Around this time last year, Harvard students campus-wide were balancing two thick paperback books, one on each knee, in an awkward attempt to choose classes. They were punching in long URLs to get to course websites and course videos, and they were googling to find the dates of the College’s spring break.
Now, with the recent launch of the revamped my.Harvard portal, students can shop courses, keep calendars, watch course videos and access Webmail all from the same page. Whereas the old portal was next to useless, the new one is next to indispensable. Faculty of Arts and Sciences Computer Services (FASCS) and the iCommons team should be commended for their efforts in overseeing the creation of a tool that will make hectic life at Harvard a lot more manageable.
The shopping feature in the new my.Harvard portal is especially welcome. Harvard courses are hard enough to navigate already without having to rely on the cumbersome CUE guide and the massive Courses of Instruction booklet. Now instead of flipping, students can click. In the future, we hope the my.Harvard portal will partially replace some of these printed tomes to save paper and energy. Until then, the course shopping functionality is an invaluable addition to the tools Harvard students can use in exploring the varied courses the College has to offer.
Like courses themselves, course websites are only as good as the person in charge of running them. Whereas chemistry course sites include reams of old finals and gigabytes of course videos, some small humanities courses don’t even include a syllabus. The new my.Harvard portal puts these course websites at the forefront, making them easily accessible and making administrators more accountable. With course websites well integrated into a popular student portal, head TFs and professors will be more likely to keep them up.
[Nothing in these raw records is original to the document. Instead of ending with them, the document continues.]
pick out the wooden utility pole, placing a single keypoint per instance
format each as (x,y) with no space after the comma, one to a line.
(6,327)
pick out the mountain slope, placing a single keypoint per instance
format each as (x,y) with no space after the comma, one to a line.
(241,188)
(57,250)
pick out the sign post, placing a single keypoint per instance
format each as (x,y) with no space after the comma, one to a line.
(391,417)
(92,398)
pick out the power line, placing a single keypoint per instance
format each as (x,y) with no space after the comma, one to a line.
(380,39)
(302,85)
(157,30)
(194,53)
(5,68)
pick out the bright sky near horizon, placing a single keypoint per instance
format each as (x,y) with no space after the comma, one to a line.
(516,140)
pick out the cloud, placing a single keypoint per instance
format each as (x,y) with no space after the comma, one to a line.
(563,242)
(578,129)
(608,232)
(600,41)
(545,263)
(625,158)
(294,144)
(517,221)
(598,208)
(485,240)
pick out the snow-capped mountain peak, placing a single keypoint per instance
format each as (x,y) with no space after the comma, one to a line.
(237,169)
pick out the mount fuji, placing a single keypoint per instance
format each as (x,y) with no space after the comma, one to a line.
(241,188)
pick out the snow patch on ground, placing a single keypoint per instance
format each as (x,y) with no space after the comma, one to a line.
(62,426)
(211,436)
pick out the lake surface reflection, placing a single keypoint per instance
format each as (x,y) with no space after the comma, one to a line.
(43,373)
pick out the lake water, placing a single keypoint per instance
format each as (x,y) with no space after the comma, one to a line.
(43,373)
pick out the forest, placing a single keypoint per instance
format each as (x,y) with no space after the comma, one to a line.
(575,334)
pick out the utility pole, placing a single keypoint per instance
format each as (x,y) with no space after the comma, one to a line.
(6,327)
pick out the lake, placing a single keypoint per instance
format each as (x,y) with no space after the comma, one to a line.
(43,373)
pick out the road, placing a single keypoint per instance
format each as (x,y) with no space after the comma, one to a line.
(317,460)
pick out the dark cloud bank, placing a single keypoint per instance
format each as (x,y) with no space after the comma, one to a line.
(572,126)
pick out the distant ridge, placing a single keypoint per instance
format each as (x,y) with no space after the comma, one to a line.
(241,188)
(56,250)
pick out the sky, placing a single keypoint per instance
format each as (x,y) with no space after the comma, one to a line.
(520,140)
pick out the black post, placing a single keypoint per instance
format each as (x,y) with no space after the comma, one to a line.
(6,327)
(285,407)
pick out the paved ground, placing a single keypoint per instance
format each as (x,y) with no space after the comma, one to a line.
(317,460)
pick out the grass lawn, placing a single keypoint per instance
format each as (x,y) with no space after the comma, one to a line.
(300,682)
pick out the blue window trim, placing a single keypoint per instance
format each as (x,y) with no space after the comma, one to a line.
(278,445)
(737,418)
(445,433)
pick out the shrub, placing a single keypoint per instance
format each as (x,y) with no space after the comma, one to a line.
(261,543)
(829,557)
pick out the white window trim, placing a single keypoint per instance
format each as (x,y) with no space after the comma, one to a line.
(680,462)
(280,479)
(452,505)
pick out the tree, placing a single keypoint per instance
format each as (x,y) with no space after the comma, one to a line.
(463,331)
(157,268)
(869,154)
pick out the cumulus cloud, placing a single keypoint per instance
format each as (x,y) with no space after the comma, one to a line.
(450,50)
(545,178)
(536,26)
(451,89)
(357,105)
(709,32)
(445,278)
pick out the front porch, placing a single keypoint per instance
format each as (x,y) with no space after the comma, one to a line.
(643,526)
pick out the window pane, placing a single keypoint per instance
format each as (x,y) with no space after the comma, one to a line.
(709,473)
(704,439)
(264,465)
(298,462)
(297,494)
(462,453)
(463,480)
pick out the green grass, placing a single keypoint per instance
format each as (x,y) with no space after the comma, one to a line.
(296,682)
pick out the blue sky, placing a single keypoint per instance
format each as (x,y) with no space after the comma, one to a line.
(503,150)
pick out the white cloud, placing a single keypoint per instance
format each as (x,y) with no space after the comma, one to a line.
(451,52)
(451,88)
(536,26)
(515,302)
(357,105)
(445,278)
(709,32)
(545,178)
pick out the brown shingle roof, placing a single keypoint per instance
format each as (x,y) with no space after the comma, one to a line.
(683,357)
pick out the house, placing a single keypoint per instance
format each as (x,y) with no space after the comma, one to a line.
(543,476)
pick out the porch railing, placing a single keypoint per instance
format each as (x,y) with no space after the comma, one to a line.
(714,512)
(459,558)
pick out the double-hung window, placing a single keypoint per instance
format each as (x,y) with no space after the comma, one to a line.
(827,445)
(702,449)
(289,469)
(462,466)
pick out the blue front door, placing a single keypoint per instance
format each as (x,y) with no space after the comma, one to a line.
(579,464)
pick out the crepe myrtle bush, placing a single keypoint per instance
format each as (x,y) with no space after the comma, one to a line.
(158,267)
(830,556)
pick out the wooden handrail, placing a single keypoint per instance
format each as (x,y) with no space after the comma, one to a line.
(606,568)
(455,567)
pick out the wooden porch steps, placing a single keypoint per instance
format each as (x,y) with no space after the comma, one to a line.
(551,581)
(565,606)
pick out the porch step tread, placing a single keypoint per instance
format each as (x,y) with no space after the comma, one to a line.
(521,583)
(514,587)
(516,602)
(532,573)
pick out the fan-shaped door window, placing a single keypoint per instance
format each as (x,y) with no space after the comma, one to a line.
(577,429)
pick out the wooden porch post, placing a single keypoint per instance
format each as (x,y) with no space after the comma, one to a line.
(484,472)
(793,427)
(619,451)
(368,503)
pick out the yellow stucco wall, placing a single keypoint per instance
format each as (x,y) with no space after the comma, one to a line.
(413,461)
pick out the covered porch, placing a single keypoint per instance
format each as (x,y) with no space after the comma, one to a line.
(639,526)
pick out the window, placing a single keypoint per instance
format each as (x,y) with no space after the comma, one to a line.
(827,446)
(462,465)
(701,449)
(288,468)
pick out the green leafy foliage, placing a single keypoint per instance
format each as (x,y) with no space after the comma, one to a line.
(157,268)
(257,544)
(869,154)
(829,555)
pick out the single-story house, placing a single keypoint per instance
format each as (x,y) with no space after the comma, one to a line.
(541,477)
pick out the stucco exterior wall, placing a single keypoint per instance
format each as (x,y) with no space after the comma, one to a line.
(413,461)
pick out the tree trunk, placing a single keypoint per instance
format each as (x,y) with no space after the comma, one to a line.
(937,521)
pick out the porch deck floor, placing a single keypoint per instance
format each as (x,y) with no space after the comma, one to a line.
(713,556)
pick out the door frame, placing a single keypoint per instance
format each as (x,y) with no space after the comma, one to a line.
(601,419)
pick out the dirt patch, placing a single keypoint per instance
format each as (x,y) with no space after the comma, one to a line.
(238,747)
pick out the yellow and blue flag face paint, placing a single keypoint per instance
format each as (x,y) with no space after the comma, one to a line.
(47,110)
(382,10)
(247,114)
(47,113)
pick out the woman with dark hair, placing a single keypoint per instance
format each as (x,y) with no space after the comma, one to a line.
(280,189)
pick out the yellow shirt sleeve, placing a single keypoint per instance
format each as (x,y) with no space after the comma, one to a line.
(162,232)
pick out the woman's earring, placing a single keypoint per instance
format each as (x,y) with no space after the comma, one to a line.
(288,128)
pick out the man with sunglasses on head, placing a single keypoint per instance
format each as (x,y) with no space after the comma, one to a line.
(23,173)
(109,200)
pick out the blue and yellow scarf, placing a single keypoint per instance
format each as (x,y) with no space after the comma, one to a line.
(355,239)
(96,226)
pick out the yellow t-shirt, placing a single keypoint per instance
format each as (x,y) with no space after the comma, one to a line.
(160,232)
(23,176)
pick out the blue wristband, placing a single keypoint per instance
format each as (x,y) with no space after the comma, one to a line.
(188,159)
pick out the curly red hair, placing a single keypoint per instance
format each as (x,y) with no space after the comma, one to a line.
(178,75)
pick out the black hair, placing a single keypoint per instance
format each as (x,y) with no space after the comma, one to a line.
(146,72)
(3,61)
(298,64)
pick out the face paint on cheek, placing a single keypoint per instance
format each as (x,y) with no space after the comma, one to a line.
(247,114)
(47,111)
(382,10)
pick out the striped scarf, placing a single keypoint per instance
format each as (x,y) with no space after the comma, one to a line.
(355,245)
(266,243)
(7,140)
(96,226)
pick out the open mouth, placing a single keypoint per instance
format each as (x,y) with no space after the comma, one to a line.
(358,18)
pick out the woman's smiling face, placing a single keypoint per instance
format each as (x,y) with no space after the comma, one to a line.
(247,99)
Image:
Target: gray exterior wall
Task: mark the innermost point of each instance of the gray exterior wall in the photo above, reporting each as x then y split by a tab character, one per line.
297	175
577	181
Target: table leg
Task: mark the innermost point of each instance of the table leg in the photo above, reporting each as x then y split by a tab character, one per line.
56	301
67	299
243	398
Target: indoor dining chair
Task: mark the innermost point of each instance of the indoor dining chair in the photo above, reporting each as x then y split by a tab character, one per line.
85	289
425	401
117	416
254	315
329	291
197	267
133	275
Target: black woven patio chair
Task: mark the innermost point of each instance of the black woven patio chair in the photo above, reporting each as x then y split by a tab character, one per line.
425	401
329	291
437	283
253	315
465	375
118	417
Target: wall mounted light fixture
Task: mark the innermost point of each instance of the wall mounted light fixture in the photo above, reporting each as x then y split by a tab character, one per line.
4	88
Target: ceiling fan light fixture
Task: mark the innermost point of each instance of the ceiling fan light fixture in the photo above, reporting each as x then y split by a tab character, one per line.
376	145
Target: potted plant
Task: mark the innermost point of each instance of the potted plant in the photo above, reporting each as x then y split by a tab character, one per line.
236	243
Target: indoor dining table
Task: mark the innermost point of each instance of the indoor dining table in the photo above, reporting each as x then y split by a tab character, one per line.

My.Harvard also appears to have some staying power. Once course shopping ends, there are many other reasons for Harvard students to continue using the portal. Students can access their employee payroll stubs, use the improved calendar function to keep an online schedule and easily navigate important Harvard websites. These features will likely be enough to sustain student loyalty to the site.
We hope that my.Harvard will catch on beyond shopping period, because it can be an effective way for all organizations on campus—not just official College business—to disseminate information. There are more improvements to the portal that could truly cement my.Harvard’s usefulness: chief among them a way for student organizations to automatically add events and meetings to the calendars of their members. If Harvard students could specify the student organizations to which they belong, the announcements and calendar entries they receive could be customized for each student. Student groups already appoint members to run their mailing lists. Why not give those same people the power to add student group events automatically to the my.Harvard calendars of all their members?
The my.Harvard portal is a great success this year. FASCS responded to student demand and created an integrated portal that, while far from perfect, will finally help organize the chaos of life at Harvard.